Comme chacun le sait, Lampedusa est une petite île italienne, située au sud de la Sicile et à proximité des côtes africaines. De façon quotidienne ou presque, de jour comme de nuit, des bateaux, chargés ou plutôt surchargés d’immigrants africains ou moyen-orientaux,  apparaissent au large de ses côtes, frappant à la porte d’un continent considéré paradisiaque. Le drame d’une immigration sauvage, illégale, terriblement coûteuse pour les immigrés, souvent dangereuse, notamment pour les femmes isolées devenues proies faciles pour les organisations maffieuses, est immense.

Afin d’y voir plus clair, je viens de me rendre sur place. Qu’ai-je constaté ? La petite ville de Lampedusa a été transformée en forteresse militaire, abritant des bateaux de guerre comme des vedettes rapides, des avions et des hélicoptères, des navires hôpitaux, une multitude de radars géants scrutant la mer méditerranée. Sont sur le pied de guerre des marins, des soldats, des gendarmes, des policiers, des forces spéciales, des équipes de médecins militaires. L’île est devenue une importante base militaire, dont les rouages semblent remarquablement huilés.

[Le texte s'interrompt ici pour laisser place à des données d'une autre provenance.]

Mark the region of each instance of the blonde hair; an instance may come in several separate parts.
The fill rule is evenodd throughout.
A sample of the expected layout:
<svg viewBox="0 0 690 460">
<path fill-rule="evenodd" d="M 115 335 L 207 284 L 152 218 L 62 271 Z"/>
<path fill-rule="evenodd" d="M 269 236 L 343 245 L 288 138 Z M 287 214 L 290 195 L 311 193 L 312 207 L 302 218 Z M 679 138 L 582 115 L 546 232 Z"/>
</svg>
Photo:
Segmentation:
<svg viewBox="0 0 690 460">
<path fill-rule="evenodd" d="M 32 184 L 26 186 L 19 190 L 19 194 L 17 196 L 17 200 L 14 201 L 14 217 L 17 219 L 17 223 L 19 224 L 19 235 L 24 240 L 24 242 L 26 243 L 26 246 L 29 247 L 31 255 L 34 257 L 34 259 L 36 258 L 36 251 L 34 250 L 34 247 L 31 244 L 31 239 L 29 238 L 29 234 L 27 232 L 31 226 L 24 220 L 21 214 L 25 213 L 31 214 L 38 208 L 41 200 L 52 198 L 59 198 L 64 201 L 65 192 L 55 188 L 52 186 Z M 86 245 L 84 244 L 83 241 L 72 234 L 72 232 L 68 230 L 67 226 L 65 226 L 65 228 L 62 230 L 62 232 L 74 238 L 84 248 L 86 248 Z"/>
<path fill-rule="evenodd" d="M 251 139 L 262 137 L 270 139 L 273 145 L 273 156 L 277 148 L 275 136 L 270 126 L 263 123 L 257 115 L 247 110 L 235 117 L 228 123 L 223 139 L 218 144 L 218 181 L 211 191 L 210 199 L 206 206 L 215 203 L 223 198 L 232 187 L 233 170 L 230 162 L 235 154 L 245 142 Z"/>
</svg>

Cela dit, quel est l’objectif de cette organisation ? Les ordres de mission sont clairs : tout bateau apparaissant dans les écrans radar doit être instantanément secouru avec toutes les forces disponibles possibles, dans des conditions d’accueil optimales. Cela signifie que lorsqu’un bateau est aperçu, l’objectif unique de la base militaire est de se mettre en branle pour aller chercher le bateau en question, transférer les immigrants sur un bateau sécurisé, procéder immédiatement aux premiers soins médicaux et à la première alimentation de base, faire débarquer les personnes sur l’île dans une zone spéciale, les transférer dans le centre d’accueil prévu à cet effet, puis les faire repartir le plus vite possible sur les côtes continentales italiennes, au moyen de paquebots utilisés à cet effet.

Un accueil indigne

L’accueil de ces immigrants est donc remarquablement organisé. Il y manque cependant un maillon essentiel : celui du contrôle, et de l’éventuel refoulement. Sur ces deux points, pourtant fondamentaux,  rien n’est mis en place. Ni contrôle, ni refoulement. Or les forces militaires de Lampedusa le savent bien : parmi les immigrants s’insèrent de nombreuses personnes qui n’ont aucun rapport avec des réfugiés politiques, et devraient donc logiquement être refoulées, mais qui savent que le pied posé sur Lampedusa leur offre toutes les possibilités de rester définitivement en Europe. Pourtant, à ces nombreux immigrants illégaux, l’Union européenne ne pourra offrir ni travail, ni logement décent, ni vie sociale valorisante. Au drame du départ de leur terre va donc s’ajouter le drame d’un accueil indigne, en dehors de tout contrôle et de toute maîtrise de ce flux migratoire.

Ainsi, ces populations immigrées passent de précarité en précarité, et contribuent à déstabiliser un peu plus des nations européennes aujourd’hui bien mal en point. L’Union européenne ferme pudiquement les yeux sur cette situation : son inaction coupable, si elle continue ainsi, ne peut qu’aboutir à un dénouement dramatique pour tous.